แนวคิดหลัก
原始星の彩層活動は、従来考えられていた恒星ダイナモだけでなく、原始惑星系円盤からの質量降着によっても活発化している。
研究概要
本論文は、VLT/X-shooterおよびVLT/UVESを用いて取得した64個のG, K, M型原始星の高分解能可視光スペクトルデータに基づき、彩層活動の起源を探る研究である。
彩層活動の起源
彩層活動は、恒星内部のダイナモによって生成される磁場によって駆動されると考えられている。
原始星においては、質量降着も彩層輝線に影響を与えている可能性が示唆されている。
研究方法
彩層輝線の強度を測定し、原始星の彩層がダイナモプロセスと質量降着のどちらによって活性化されているかを調査した。
観測されたスペクトルと光球モデルスペクトルを比較することで、大気パラメータ(有効温度Teffと表面重力log g)、視線速度、連続光ベールの量を決定した。
光球モデルスペクトルを原始星のスペクトルから差し引いた後、Ca II輝線とMg I輝線を測定した。

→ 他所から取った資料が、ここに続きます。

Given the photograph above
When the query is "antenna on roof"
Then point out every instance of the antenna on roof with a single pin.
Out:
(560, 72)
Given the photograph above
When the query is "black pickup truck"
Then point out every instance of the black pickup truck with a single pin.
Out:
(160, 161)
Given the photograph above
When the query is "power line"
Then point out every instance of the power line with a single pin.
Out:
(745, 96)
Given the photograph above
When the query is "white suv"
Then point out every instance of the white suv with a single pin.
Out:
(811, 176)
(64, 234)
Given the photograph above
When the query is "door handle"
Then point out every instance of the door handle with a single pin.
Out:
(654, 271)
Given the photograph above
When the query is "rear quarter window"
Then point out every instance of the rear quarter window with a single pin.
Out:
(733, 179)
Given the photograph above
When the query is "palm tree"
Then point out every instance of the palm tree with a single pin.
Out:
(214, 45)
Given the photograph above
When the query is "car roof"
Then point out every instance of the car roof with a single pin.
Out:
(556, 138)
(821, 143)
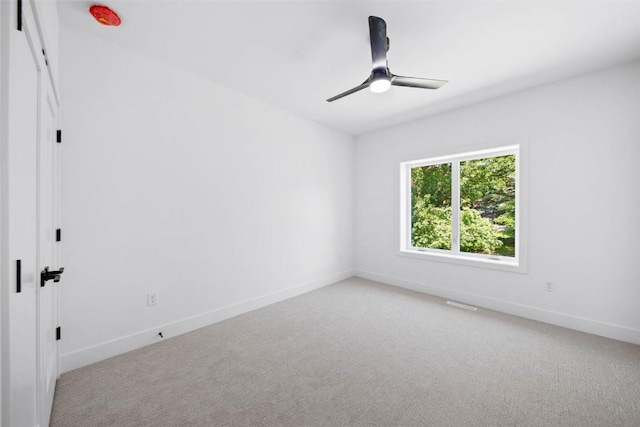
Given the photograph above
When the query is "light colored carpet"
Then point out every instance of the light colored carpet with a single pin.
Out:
(359, 353)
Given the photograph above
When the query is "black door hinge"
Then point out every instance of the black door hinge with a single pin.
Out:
(19, 15)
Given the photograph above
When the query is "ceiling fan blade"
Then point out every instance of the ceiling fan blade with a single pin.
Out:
(378, 36)
(417, 82)
(350, 91)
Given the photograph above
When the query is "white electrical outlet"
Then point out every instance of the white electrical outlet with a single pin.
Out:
(152, 298)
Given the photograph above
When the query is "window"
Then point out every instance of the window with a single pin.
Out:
(464, 208)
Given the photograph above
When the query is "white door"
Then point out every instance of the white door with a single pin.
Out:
(47, 251)
(19, 169)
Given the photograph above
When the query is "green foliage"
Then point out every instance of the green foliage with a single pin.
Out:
(477, 234)
(432, 184)
(487, 206)
(431, 226)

若い散開星団のZAMS星と比較し、原始星の彩層輝線の強度を調べた。
結果
ベールの無い原始星の場合、Mg I輝線の強度は、ロスビー数が同程度のZAMS星と同程度であった。
これらの原始星のMg I輝線は、ZAMS星と同様のダイナモプロセスによって形成されていると考えられる。
一方、連続光ベールを持つ原始星は、ZAMS星よりも強いMg I輝線を示した。
これらの星は、原始惑星系円盤を持っていると考えられ、質量降着によって光球付近に衝撃が発生し、彩層が加熱されていると考えられる。
結論
原始星の彩層は、ダイナモプロセスだけでなく、質量降着によっても活性化されている。
Mg I輝線は、原始星やZAMS星のような活動的な天体の彩層活動を評価する上で、Ca II輝線よりも適している可能性がある。
สถิติ
分析対象: 4つの星形成領域と7つの運動星団にある64個のG、K、M型の原始星。
データ: VLT/X-shooterとVLT/UVESを用いて取得した高分解能可視光スペクトルデータ。
ベールの無い原始星のMg I輝線の強度は、ロスビー数が同程度のZAMS星と同程度。
連続光ベールを持つ原始星は、ZAMS星よりも強いMg I輝線を示す。